Not much to this one here, as many correctly deemed this race a public workout for Mo. Having gone so slow early with minimal pressure, at a mile, he almost shouldn't get credit for finishing his final quarter in 22.87 - it's expected of him. The only thing I can take from this so called race is that he looked absolutely fine and there was no physical damage done to him over his winter layoff.
The Grade One Wood Memorial, a mile and an eight going two turns at Aqueduct.
Uncle Mo (Post Position 4, John Velazquez) 'grabs a quarter' right out of the gate (he also did in the Champagne but no excuses were needed that day) and is hesitantly sent to the lead and is flanked by Duca to his outside. Mo takes them through legitimate fractions for a mile and an eight at the big A (:23.49, 47.98) with Duca "alongside offering mild pressure" as Tom Durkin states. Uncle Mo then fends off Duca and Isn't He Perfect in the stretch to his outside but is unable to kick clear and folds in the final sixteenth of a mile.
This one was a head-scratcher; the pace wasn't so hot that you'd expect Mo to tire late - he actually even got a nice breather mid-race - furlongs four through eight were run in a tepid 49.28. He simply looked like a short horse with distance limitations. The news that he came out of the race with a gastrointestinal tract infection made sense since it is undeniable a healthy, fit, and cranked up Uncle Mo would have beaten this field with the trip he endured.
Final thoughts - There's no question that Uncle Mo will be an underlay next Saturday. It would take a Big Brown-like performance to win the Kentucky Derby off of one authentic prep race, in which he came out of sick, and has not, reportedly, had the best of appetites since. Year in and out horses who thrive in the few weeks from their final prep to the Derby win or produce a career best effort, which doesn't bode well for Uncle Mo.

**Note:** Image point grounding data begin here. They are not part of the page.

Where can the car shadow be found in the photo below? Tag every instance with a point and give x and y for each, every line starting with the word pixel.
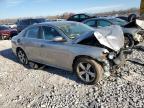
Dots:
pixel 8 54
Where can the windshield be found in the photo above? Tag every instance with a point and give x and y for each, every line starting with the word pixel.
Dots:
pixel 73 29
pixel 3 28
pixel 118 21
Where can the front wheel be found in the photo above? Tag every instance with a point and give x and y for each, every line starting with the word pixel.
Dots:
pixel 22 57
pixel 88 70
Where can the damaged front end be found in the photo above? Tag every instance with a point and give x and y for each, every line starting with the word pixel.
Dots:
pixel 136 29
pixel 111 40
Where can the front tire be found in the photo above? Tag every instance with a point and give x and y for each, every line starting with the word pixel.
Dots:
pixel 88 70
pixel 22 57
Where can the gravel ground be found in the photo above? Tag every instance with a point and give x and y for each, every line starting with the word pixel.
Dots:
pixel 22 87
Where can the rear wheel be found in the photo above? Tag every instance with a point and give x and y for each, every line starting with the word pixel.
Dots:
pixel 88 70
pixel 22 57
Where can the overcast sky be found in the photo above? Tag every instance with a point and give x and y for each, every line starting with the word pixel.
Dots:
pixel 31 8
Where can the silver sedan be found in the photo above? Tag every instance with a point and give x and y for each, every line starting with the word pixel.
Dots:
pixel 71 46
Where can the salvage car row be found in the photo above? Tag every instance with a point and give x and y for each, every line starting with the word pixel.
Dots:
pixel 92 48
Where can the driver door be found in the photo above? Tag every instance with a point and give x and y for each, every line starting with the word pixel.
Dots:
pixel 53 53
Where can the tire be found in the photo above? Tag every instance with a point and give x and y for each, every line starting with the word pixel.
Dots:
pixel 128 41
pixel 35 65
pixel 22 57
pixel 91 72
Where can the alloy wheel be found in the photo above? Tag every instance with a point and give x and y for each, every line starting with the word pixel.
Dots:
pixel 86 72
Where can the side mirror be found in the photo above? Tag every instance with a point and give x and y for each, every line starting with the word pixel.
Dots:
pixel 59 39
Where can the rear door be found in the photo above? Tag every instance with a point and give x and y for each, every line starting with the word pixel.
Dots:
pixel 32 42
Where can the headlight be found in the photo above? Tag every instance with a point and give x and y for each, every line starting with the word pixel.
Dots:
pixel 111 55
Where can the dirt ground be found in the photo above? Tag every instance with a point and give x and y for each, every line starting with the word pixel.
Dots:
pixel 22 87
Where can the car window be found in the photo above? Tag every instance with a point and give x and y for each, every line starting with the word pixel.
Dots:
pixel 49 33
pixel 103 23
pixel 32 32
pixel 91 23
pixel 83 16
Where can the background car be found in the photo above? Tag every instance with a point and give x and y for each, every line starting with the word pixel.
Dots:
pixel 85 52
pixel 80 17
pixel 23 23
pixel 7 33
pixel 129 31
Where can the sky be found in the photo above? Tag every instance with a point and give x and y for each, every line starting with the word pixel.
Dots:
pixel 32 8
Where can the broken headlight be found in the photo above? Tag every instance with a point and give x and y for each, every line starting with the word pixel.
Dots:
pixel 139 36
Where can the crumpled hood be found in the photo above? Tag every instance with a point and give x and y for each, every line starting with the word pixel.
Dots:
pixel 111 37
pixel 140 23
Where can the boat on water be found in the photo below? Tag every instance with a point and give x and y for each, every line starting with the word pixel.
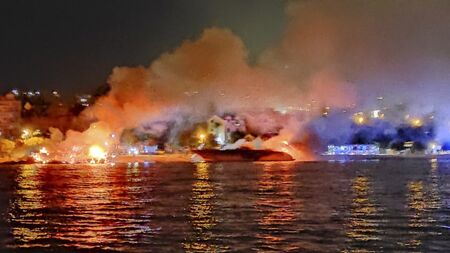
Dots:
pixel 242 154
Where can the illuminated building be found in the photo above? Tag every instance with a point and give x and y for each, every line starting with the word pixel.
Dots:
pixel 364 149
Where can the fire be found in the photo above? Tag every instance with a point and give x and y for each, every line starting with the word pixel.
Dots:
pixel 97 154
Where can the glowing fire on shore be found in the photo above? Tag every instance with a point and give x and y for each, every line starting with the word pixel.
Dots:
pixel 97 154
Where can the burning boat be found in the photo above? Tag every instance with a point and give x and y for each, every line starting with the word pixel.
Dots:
pixel 242 154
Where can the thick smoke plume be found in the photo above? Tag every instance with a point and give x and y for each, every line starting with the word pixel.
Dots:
pixel 338 54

Any other Derby entrant who endured his three year old campaign while also coming out of his final prep with an illness, minor as it may be, would be an instant toss and the favorite to finish last. However, Uncle Mo has shown to posses immense talent, such talent that would likely dispel his distance limitations that his pedigree suggests he'll have, and far more than any of his competitors that it would not surprise me should he don the roses. He should also sit a perfect trip, maybe third or fourth early depending how much other pace there is - remember his best race to date came when he was able to stalk and pounce. That being said his campaign and slight illness make him a longer shot than his odds will reflect and while I'll be rooting for him he won't get a dime of my money.